Papa Jan was odd. Odd-looking, naturally; all grandparents had their marked peculiarities—a few centimeters too much or too little of height, skin that was too light or too dark, big ears, a bent nose. Papa Jan was both taller and darker than normal, his eyes were big and bulging, and there were two reddish patches in his graying hair. But he wasn't only odd-looking, he was odd-talking; that was the real oddness about him. He was always saying things vigorously and with enthusiasm and yet giving Chip the feeling that he didn't mean them at all, that he meant in fact their exact opposites. On that subject of names, for instance: "Marvelous! Wonderful!" he said. "Four names for boys, four names for girls! What could be more friction-free, more everyone-the-same? Everybody would name boys after Christ, Marx, Wood, or Wei anyway, wouldn't they?"
"Yes," Chip said.
"Of course!" Papa Jan said. "And if Uni gives out four names for boys it has to give out four names for girls too, right? Obviously! Listen." He stopped Chip and, crouching down, spoke face to face with him, his bulging eyes dancing as if he was about to laugh. It was a holiday and they were on their way to the parade, Unification Day or Wei's Birthday or whatever; Chip was seven. "Listen, Li RM35M26J449988WXYZ," Papa Jan said. "Listen, I'm going to tell you something fantastic, incredible. In my day—are you listening?—in my day there were oyer twenty different names for boys alone! Would you believe it? Love of Family, it's the truth. There was 'Jan,' and 'John,' and 'Amu,' and 'Lev.' 'Higa' and 'Mike'! 'Tonio'! And in my father's time there were even more, maybe forty or fifty! Isn't that ridiculous? All those different names when members themselves are exactly the same and interchangeable? Isn't that the silliest thing you ever heard of?"

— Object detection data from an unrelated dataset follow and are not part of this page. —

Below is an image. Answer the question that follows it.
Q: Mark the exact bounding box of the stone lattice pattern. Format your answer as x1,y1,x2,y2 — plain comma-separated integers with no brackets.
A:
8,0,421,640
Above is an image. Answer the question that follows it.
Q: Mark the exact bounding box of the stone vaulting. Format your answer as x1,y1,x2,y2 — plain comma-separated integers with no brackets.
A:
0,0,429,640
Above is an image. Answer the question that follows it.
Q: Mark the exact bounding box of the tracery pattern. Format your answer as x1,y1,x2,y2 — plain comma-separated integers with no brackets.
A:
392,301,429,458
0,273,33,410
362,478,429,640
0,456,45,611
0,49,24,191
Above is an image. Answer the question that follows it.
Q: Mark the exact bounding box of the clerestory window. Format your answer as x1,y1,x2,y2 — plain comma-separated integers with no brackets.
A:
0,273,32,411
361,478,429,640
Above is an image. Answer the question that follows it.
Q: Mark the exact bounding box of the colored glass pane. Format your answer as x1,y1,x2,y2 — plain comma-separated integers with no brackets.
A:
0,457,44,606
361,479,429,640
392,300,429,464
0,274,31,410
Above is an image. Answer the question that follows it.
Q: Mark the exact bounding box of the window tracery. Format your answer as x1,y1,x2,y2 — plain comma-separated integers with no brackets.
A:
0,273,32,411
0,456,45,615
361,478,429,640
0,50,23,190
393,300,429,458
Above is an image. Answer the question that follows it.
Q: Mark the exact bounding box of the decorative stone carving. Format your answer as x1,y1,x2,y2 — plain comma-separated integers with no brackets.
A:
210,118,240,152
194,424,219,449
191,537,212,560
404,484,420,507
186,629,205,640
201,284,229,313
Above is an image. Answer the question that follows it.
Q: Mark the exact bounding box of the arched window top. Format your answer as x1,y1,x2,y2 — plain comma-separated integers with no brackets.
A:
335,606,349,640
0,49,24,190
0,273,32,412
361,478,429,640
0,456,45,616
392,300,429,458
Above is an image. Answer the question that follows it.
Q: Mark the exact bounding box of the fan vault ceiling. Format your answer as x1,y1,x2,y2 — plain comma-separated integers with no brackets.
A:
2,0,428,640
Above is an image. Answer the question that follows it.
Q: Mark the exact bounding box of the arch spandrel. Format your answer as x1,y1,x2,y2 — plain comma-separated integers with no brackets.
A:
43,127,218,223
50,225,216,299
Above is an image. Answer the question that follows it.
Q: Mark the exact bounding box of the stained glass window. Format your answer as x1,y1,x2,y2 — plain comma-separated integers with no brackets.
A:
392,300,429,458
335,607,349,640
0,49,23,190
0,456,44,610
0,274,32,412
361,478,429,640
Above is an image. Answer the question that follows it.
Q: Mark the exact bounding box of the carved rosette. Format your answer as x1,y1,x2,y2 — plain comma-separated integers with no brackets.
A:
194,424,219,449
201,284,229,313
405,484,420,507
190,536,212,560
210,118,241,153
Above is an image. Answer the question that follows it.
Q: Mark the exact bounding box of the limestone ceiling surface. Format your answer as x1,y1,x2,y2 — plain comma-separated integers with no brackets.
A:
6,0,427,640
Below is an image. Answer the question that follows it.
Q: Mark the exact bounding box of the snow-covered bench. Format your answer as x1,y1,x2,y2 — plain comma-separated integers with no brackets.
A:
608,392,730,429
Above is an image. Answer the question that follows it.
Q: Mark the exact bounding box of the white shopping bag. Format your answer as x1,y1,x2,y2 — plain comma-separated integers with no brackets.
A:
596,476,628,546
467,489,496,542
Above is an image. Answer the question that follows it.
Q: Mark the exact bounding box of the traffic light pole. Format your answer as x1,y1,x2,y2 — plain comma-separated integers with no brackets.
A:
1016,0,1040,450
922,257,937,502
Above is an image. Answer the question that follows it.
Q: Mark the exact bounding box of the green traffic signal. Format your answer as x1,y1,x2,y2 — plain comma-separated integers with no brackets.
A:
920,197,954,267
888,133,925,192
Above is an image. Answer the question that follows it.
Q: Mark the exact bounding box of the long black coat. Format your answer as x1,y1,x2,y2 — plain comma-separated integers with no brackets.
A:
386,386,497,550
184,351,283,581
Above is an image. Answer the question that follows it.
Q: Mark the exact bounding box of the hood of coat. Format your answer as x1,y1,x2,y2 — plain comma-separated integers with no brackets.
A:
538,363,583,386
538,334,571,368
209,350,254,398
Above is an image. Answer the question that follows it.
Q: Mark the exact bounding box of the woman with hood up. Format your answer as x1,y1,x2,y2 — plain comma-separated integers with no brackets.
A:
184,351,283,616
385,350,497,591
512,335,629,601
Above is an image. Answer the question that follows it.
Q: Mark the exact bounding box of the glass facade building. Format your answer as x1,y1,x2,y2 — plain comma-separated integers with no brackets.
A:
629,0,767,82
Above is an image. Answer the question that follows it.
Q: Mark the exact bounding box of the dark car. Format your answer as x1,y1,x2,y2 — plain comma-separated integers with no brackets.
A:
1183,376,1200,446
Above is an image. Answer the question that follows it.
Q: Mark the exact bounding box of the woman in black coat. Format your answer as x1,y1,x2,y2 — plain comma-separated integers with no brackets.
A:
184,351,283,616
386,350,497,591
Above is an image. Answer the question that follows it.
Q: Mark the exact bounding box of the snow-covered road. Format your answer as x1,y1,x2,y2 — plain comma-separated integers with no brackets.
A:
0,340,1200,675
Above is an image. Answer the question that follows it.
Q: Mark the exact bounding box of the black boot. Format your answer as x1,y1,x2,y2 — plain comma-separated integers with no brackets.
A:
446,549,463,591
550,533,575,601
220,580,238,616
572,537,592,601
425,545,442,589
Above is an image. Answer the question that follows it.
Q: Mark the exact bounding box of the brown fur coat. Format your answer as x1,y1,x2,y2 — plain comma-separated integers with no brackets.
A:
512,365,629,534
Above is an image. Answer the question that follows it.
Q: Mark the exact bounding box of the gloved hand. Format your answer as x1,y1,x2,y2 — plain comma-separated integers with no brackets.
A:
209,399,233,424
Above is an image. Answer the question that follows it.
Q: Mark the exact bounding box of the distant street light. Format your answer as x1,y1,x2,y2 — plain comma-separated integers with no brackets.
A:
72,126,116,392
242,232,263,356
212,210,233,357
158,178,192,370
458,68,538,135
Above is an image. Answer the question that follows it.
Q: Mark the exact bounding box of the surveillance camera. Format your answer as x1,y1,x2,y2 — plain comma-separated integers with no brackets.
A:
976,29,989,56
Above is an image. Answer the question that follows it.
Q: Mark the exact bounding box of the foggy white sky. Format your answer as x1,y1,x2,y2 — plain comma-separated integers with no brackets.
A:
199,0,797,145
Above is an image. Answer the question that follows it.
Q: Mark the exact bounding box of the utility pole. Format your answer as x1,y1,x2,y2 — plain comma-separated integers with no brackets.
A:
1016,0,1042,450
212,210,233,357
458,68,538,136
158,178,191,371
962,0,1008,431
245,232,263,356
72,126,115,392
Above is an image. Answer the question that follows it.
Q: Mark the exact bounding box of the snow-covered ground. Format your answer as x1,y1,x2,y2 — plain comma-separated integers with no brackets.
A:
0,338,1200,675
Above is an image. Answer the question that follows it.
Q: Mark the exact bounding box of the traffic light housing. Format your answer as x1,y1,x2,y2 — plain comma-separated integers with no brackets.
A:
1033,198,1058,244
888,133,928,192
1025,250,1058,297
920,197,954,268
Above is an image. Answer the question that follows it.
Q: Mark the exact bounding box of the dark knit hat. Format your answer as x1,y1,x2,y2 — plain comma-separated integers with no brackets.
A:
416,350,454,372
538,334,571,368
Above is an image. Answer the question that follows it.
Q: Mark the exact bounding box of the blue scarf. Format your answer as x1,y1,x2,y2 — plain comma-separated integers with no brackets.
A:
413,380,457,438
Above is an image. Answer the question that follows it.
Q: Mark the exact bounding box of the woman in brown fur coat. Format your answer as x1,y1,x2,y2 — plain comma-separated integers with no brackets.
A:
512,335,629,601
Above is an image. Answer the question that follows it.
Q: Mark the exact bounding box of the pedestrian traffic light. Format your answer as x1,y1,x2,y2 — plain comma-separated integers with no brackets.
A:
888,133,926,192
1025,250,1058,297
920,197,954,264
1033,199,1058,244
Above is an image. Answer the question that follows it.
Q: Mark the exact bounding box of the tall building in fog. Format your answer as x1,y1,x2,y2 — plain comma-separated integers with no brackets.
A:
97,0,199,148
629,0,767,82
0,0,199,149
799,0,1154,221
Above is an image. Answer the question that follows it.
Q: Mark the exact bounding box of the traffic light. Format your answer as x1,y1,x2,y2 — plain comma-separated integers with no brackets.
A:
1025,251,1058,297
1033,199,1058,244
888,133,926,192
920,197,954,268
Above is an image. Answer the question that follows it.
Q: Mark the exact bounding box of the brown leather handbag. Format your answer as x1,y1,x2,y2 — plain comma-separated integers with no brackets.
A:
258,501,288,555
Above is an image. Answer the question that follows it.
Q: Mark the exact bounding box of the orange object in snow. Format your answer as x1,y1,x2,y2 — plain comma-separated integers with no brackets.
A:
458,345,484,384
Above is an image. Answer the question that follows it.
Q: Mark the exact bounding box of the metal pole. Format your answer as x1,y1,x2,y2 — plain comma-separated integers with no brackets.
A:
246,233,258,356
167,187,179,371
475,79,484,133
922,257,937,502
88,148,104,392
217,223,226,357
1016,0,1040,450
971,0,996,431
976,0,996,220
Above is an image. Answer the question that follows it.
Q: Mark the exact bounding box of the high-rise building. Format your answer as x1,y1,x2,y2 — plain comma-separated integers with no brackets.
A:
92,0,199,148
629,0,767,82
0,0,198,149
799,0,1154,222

And Chip nodded, confused, feeling that Papa Jan meant the opposite, that somehow it wasn't silly and ridiculous to have forty or fifty different names for boys alone.
"Look at them!" Papa Jan said, taking Chip's hand and walking on with him—through Unity Park to the Wei's Birthday parade. "Exactly the same! Isn't it marvelous? Hair the same, eyes the same, skin the same, shape the same; boys, girls, all the same. Like peas in a pod. Isn't it fine? Isn't it top speed?"
Chip, flushing (not his green eye, not the same as anybody's), said, "What does 'peezinapod' mean?"
"I don't know," Papa Jan said. "Things members used to eat before totalcakes. Sharya used to say it."
He was a construction supervisor in EUR55131, twenty kilometers from '55128, where Chip and his family lived. On Sundays and holidays he rode over and visited them. His wife, Sharya, had drowned in a sightseeing-boat disaster in 135, the same year Chip was born; he hadn't remarried.
Chip's other grandparents, his father's mother and father, lived in MEX10405, and the only time he saw them was when they phoned on birthdays. They were odd, but not nearly as odd as Papa Jan.
School was pleasant and play was pleasant. The Pre-U Museum was pleasant although some of the exhibits were a bit scary—the "spears" and "guns," for instance, and the "prison cell" with its striped-suited "convict" sitting on the cot and clutching his head in motionless month-after-month woe. Chip always looked at him—he would slip away from the rest of the class if he had to—and having looked, he always walked quickly away.
Ice cream and toys and comic books were pleasant too. Once when Chip put his bracelet and a toy's sticker to a supply-center scanner, its indicator red-winked no and he had to put the toy, a construction set, in the turn-back bin. He couldn't understand why Uni had refused him; it was the right day and the toy was in the right category. "There must be a reason, dear," the member behind him said. "You go call your adviser and find out."